# Evaporation through vacuum

by aochider
Tags: evaporation, vacuum
P: 13
 Quote by dauto You don't need zero K to test it. The heat absorbed during evaporation can be measured.
i think there might be a misunderstanding. my question is regarding if it is possible to change a liquid into a gas even if there were 0 heat in the substance trying to be evaporated. it seems like it is not though, based on the responses in this thread.
P: 1,969
 Quote by aochider i think there might be a misunderstanding. my question is regarding if it is possible to change a liquid into a gas even if there were 0 heat in the substance trying to be evaporated. it seems like it is not though, based on the responses in this thread.
Yes, it may be. The part in bold does not make much sense.
The heat cannot be in a substance. By the definition of heat.
The substance may have thermal energy. And this thermal energy may be changed by transferring heat to or from the substance. Even at zero K the thermal energy does not have to be zero.

The heat involved in evaporation can be measured at any temperature.
At very low temperature most (or almost all) of the substances are solid anyway. So your problem regarding evaporation of liquid is not in this range of temperatures.
Evaporation is a well known and studied phenomenon. What is the problem, after all?
P: 13
ah, thanks for the explanation. i had been using heat and thermal energy interchangeably. i also didnt realize something could have any thermal energy at absolute zero.

 Quote by nasu At very low temperature most (or almost all) of the substances are solid anyway. So your problem regarding evaporation of liquid is not in this range of temperatures. Evaporation is a well known and studied phenomenon. What is the problem, after all?
usually evaporation is taught as having a pressure and temperature component. that is why im asking if something can evaporate *solely* based on the pressure component. so yes, most substances might be a solid at absolute zero, but that is not what im asking about. im asking if evaporation could be induced by only pressure, in the complete absence of thermal energy.

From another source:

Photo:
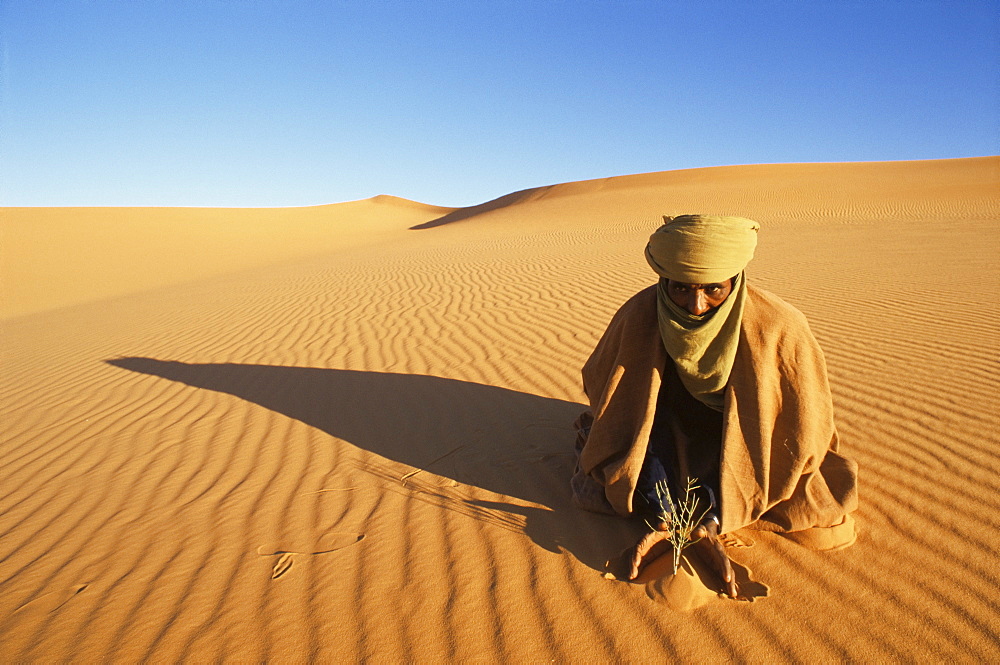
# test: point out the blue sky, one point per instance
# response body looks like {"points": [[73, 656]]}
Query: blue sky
{"points": [[279, 103]]}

im not trying to challenge what we know about evaporation but trying to understand its limits better.
P: 1,969
 Quote by aochider usually evaporation is taught as having a pressure and temperature component. that is why im asking if something can evaporate *solely* based on the pressure component. so yes, most substances might be a solid at absolute zero, but that is not what im asking about. im asking if evaporation could be induced by only pressure, in the complete absence of thermal energy. im not trying to challenge what we know about evaporation but trying to understand its limits better.
This (bold) is a vague and imprecise statement which is encountered often in business and politics statements. I don't think it helps understanding.
Evaporation is a phenomenon. It does not have temperature or pressure as "components".
We may say that both temperature and pressure (of the atmosphere above liquid) determine the rate of evaporation, for example. Or that vapor pressure depends on temperature.

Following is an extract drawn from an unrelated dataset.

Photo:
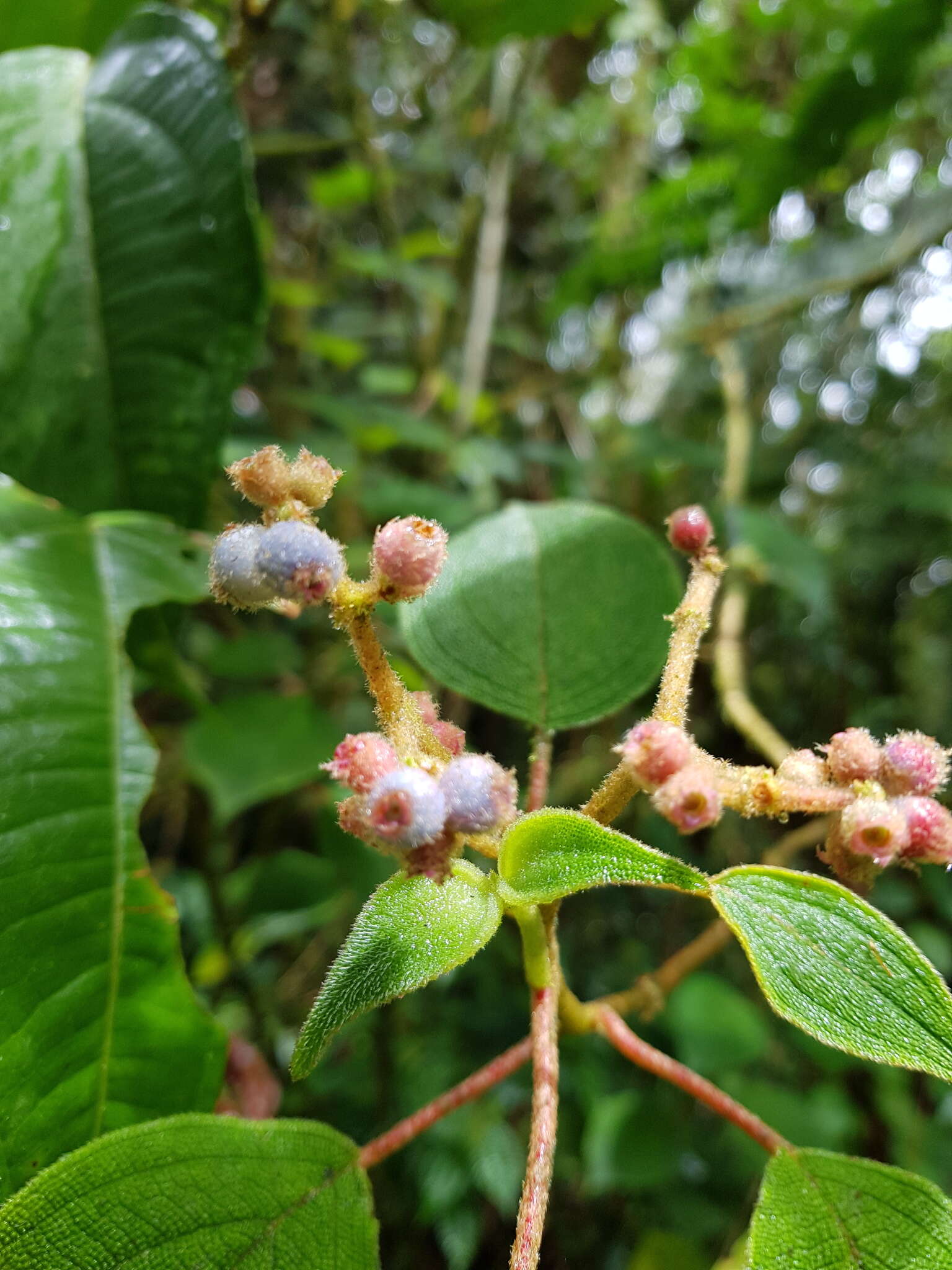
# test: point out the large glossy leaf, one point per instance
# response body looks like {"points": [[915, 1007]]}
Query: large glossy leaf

Evaporation is not "induced" by parameters (temperature, pressure) but by thermal motion of the molecules in the liquid. By a phenomenon, not by a parameter.
Then it become obvious that without thermal motion there will be no evaporation. All molecules will be frozen, at rest. So no evaporation. Vacuum or not.

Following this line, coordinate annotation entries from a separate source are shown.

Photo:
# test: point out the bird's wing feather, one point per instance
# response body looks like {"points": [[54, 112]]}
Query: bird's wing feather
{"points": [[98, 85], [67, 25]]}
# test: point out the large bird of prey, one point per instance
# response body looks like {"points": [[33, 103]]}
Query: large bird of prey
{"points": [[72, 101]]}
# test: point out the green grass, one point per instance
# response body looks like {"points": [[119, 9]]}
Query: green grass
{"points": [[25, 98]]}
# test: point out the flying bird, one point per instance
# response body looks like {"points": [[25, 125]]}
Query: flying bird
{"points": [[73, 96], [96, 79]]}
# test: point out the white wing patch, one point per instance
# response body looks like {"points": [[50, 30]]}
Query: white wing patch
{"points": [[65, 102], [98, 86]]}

But this is a hypothetical situation.

Of course, the molecules may have some motion which is not the thermal motion but it induced by external fields. This may induce (or facilitate) the molecules breaking free from the liquid.
P: 13
 Quote by nasu This (bold) is a vague and imprecise statement which is encounter often in business and politics statements. I don't think it helps understanding. Evaporation is a phenomenon. It does not have temperature or pressure as "components". We may say that both temperature and pressure (of the atmosphere above liquid) determine the rate of evaporation, for example. Or that vapor pressure depends on temperature. Evaporation is not "induced" by parameters (temperature, pressure) but by thermal motion of the molecules in the liquid. By a phenomenon, not by a parameter. Then it become obvious that without thermal motion there will be no evaporation. All molecules will be frozen, at rest. So no evaporation. Vacuum or not. But this is a hypothetical situation. Of course, the molecules may have some motion which is not the thermal motion but it induced by external fields. This may induce (or facilitate) the molecules breaking free from the liquid.
that is exactly what i needed to know. thanks!!!